California’s increasing climate volatility has been more evident in the past few years, further stressing the state's aging water infrastructure.

In an attempt to cement a more water secure future, the state is working to diversify its water portfolio. 

In just  the past week, an old piece of water infrastructure was officially given new life and a new name. The $1.7 billion EchoWater Project, located in Elk Grove, is one of the sites that will diversify that portfolio.

"We are at the EchoWater Project, which is a wastewater treatment facility that treats over 130 million gallons per day of wastewater, really alleviating a lot of the strain on our delicate Delta ecosystem, and capturing waters that would otherwise potentially harm that ecosystem and the ocean," said Yana Garcia, secretary for Environmental Protection.

The EchoWater Project is a wastewater treatment plant that has been around since the 1970s, but recent upgrades have greatly improved the quality of treated water.

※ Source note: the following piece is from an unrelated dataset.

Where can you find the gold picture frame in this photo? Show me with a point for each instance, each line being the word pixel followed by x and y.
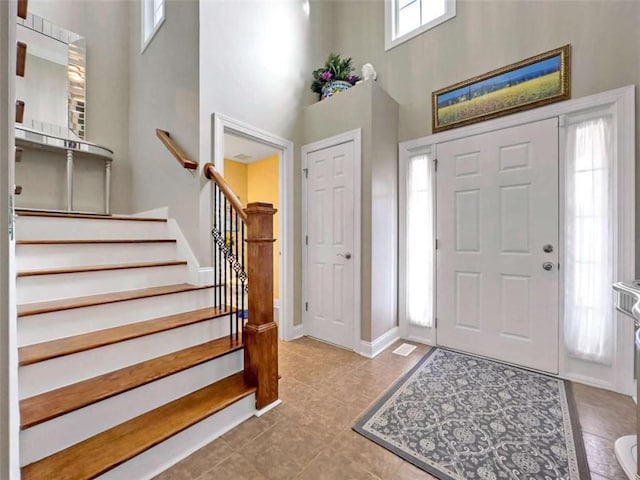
pixel 530 83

The plant will take in wastewater from Sacramento County, along with the city of West Sacramento, and place it back into the headwaters of the Delta.

"We've essentially upgraded the plant. It is generating a higher quality water, and that higher quality water not only protects the Delta ecosystem that we discharged to, but it's also enabled us to sort of springboard to another project that we call harvest water. And we're going to take this very high quality water, it's actually safe to irrigate food crops with and we're going to supply it, sell it to farmers just south of here, and they'll be able to irrigate their crops with it," said Christoph Dobson, general manager at Regional San.

The technology selected for the ammonia and nitrate removal is the biological nutrient removal (BNR) process, filtration will be performed using the granular media filtration technology to remove smaller particles and more pathogens, according to water-technology.net.

By utilizing wastewater and treating it, reliance on groundwater will decrease, among other benefits like increased flow of the Cosumnes River.

Many farms in the valley rely on groundwater to irrigate their crops. By utilizing highly treated wastewater, essentially recovered water, groundwater pumping can be reduced or stopped altogether on agricultural lands serviced by what’s known as harvest water. There are currently six other harvest water projects in the pipeline.

"This is a perfect example of how we can build a climate resilient future for all Californians," said Garcia.